Netscape: How the Mighty Have Fallen

When I bought my first notebook computer in 1995, an unwieldy Compac that weighed a ton, had limited memory and the speed of a tortoise, it was pre-loaded with Windows 95 and Netscape Navigator 2.0, the inaugural version of what would quickly become the first widely used Web browser.

Not that I had any choice. The release of Microsoft's Internet Explorer browser was still a few months off, and I disdained using it until I bought my second notebook, an IBM ThinkPad, a couple of years later.
I made the leap because Netcape was already falling behind and IE was improving by leaps and bounds as Web browsing became more sophisticated.

That Netscape continued to lag and never got its mojo back is a cautionary tale that bigger isn't necessarily better.
Bigger in this instance was the purchase of Netscape by America Online in 1999, which blew a golden opportunity to put the big bucks and imagination into the browser that would keep it competitive with IE.
So it comes as no surprise that AOL has decided that it will discontinue development and active support for the Netscape browser on February 1. The Netscape.com Web site will soldier on as a general-purpose portal.
Meanwhile, the folks at Microsoft did not lack for money or imagination with each new IE upgrade, but I've been using Mozilla's Firefox since shortly after its initial release in November 2004 because of its ease of use.
A lot of people agree: Firefox has captured a healthy 16 percent of the browser market, while Netscape has barely one half of 1 percent.
More here.

1 comment:

  1. Firefox is a true descendant of Netscape by way of the Mozilla Applications Suite and Netscape Communicator. I understand that AOL may be unloading it, but I think Firefox is reviving it.
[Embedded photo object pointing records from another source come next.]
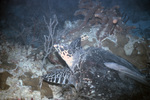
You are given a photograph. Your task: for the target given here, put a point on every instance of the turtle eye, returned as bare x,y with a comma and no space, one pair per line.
62,49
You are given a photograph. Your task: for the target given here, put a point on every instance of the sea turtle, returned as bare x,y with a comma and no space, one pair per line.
97,74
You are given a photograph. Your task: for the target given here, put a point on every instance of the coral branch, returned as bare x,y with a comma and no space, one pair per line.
49,39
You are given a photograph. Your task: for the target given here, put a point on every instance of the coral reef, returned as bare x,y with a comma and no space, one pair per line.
111,20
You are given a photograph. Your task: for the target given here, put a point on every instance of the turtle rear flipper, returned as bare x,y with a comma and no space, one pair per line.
127,72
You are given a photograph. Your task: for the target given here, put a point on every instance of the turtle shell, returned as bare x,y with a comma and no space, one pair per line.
99,74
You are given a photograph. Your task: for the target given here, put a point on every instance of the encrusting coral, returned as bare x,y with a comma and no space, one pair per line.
110,19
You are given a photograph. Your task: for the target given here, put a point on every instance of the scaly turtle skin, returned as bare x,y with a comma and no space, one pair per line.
97,74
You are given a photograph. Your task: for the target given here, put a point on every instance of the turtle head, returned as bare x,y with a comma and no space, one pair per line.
70,53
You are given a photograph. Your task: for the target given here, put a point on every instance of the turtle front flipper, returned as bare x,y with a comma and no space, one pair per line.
60,76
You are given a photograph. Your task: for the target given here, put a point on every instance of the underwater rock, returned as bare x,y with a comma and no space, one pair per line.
98,74
3,78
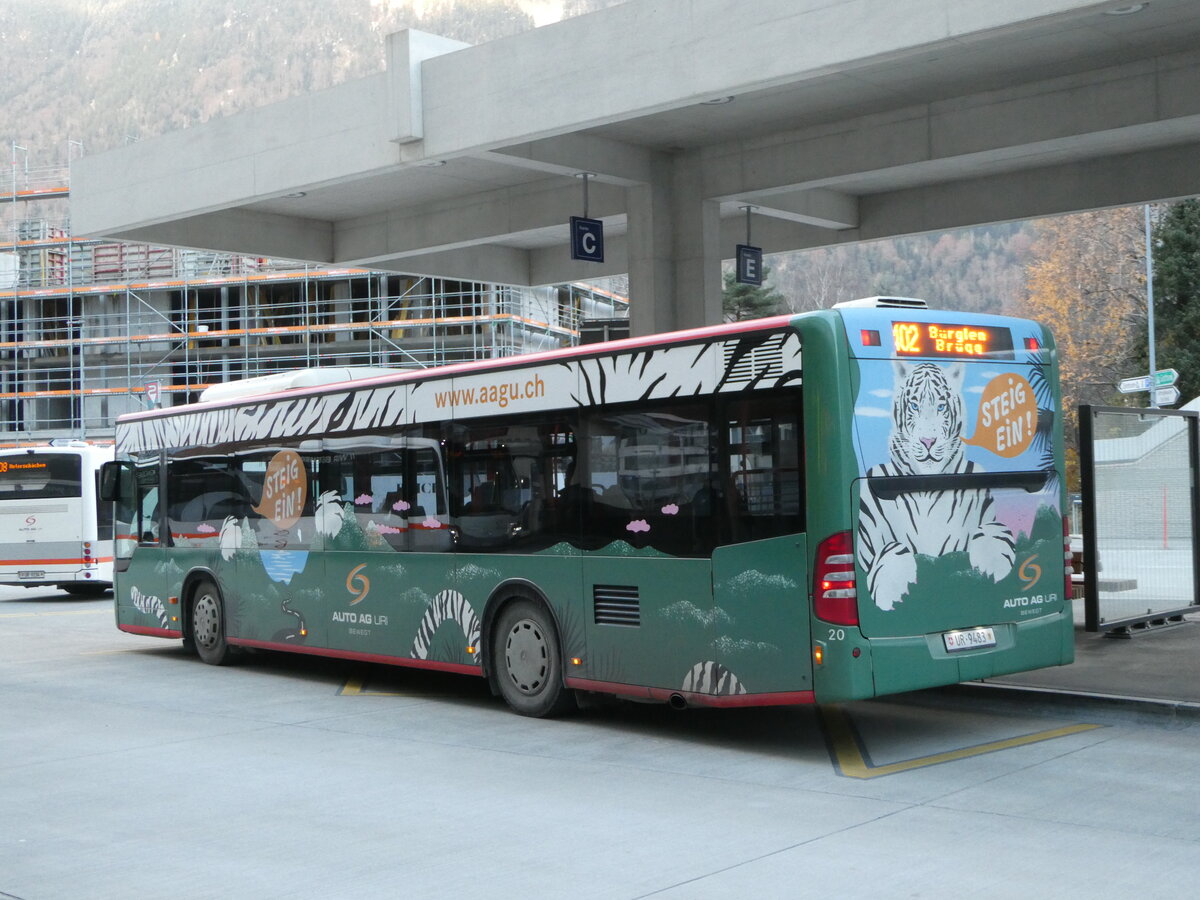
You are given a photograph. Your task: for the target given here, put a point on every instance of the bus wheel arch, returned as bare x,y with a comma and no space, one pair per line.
204,618
523,659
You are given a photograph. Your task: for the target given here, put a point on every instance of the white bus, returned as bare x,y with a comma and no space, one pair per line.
53,528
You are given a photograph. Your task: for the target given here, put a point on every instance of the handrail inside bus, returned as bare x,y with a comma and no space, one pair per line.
888,487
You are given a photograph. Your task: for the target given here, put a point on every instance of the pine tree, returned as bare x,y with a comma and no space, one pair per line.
1176,241
749,301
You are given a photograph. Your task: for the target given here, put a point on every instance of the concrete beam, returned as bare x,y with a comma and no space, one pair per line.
684,53
406,52
323,138
239,231
1151,102
1146,177
486,263
820,207
612,161
486,217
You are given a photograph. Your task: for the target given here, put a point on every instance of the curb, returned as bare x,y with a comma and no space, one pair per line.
1158,708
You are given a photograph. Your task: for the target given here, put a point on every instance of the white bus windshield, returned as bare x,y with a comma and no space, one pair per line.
35,477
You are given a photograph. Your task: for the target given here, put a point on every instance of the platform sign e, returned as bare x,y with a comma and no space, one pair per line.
749,264
587,239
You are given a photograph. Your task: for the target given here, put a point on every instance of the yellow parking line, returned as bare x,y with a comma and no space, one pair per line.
355,687
850,760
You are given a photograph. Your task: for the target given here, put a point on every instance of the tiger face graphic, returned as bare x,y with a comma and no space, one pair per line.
927,418
927,439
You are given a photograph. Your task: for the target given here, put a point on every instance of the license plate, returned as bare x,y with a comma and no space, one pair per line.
970,640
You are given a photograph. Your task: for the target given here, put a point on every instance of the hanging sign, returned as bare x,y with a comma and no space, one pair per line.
587,239
749,264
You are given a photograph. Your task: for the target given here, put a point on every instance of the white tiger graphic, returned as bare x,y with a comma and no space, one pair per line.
448,605
712,678
927,439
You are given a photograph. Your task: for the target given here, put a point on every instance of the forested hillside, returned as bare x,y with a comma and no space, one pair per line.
102,72
107,71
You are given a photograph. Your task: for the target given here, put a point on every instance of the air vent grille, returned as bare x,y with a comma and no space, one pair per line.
763,361
617,605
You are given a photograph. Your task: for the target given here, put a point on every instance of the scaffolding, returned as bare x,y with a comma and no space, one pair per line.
94,329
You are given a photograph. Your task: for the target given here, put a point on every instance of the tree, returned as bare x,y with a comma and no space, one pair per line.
749,301
1176,240
1086,283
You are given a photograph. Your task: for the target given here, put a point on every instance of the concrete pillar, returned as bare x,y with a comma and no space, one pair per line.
675,253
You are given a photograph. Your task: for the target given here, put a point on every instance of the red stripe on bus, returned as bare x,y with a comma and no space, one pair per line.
150,631
58,562
456,667
780,699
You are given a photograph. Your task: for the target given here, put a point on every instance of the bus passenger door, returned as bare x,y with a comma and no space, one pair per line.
761,616
139,589
760,575
649,520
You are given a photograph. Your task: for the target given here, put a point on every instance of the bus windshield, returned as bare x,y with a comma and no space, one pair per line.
35,477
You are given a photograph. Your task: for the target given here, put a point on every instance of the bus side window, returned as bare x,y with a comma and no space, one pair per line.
103,515
652,472
766,474
145,504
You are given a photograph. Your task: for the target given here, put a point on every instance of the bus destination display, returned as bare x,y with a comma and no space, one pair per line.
927,339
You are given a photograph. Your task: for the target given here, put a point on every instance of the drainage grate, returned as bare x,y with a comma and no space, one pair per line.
616,605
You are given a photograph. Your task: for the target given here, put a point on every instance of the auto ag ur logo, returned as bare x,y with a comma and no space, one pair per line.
358,583
1030,573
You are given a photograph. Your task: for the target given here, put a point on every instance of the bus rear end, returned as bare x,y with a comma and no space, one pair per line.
51,523
954,565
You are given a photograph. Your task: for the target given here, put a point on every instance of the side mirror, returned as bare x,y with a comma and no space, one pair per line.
115,478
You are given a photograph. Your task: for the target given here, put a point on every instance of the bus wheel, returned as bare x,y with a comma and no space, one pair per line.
208,624
528,663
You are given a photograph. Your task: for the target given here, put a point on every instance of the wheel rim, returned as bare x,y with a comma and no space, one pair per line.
207,622
527,657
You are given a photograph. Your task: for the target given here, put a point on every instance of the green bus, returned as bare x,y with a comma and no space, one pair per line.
802,509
    The only reason that other browsers can't keep up with IE is that Microsoft has the complete, and IMO unfair, monopoly of the desktop. People are even, to this day, paying good money for MS Office and its components when perfectly good alternatives are available free from open source suppliers. There is simply not enough public understanding and appropriate resentment of MS to restore sanity and justice to the computing world.